Baked Smothered Pork Chops With Onion Gravy

4 6-oz. Boneless pork chops

1 tsp Seal salt

1/4 tsp Black pepper

Garlic powder and onion powder to taste

2 Tbsp Olive oil

1 large Onions, sliced into then half moons

2 cloves of Garlic, minced

1 Tbsp Fresh thyme

1 cup Chicken broth

1.5 oz Cream cheese, cut into small chunks

Season the pork chops on both sides with seal salt, garlic powder, onion powder, and pepper.

Heat the olive oil in a dutch oven or iron skillet over medium-high heat. Add the pork chops and sear on both sides, about 3 minutes per side without moving, until browned. Transfer the pork chops to a plate and set aside.

Reduce the heat to medium-low or medium. Using the same pan, saute the slice onions for 15-20 minutes, until caramelized.

Once the onions are caramelized, preheat the oven to 375 degrees F.

Add the minced garlic and thyme leaves to the dutch oven. Saute for about a minute, until fragrant.

Add the chicken broth to the pan. Scape any browned bits from the bottom of the pan. Bring to a gentle boil, then simmer for about 2-3 minutes, until it gets thicker and the volume is reduced by a least 1/4.
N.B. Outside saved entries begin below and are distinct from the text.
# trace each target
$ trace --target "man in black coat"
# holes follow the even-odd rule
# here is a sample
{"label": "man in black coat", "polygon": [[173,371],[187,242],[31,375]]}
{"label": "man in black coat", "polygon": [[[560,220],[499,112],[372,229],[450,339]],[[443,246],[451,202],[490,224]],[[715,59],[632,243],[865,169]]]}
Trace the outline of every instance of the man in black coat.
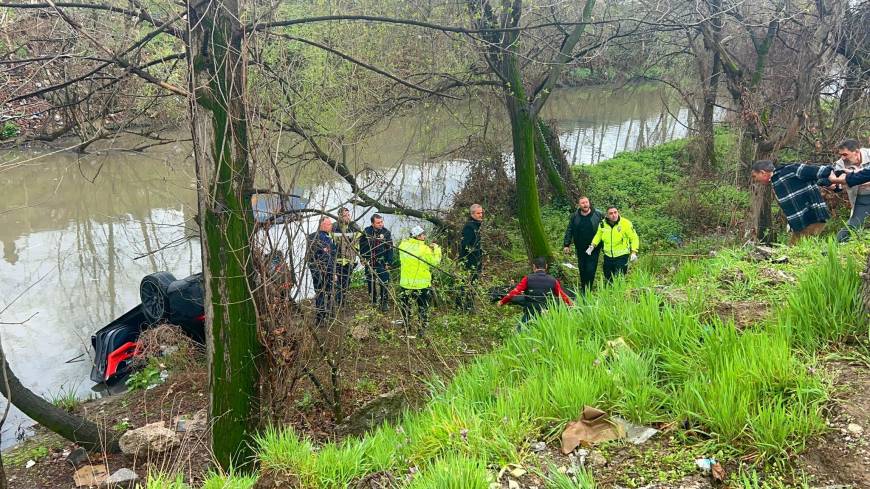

Remove from heat. Add the cream cheese. Stir in the cream cheese until it melts into the sauce.

Return the pork chops to the pan and spoon the sauce and onions over them. Cover with a lid and bake for 20-25 minutes,until cooked through. (Time will vary depending on the thickness of your pork chops- use a thermometer to check and cook to 145 degrees F.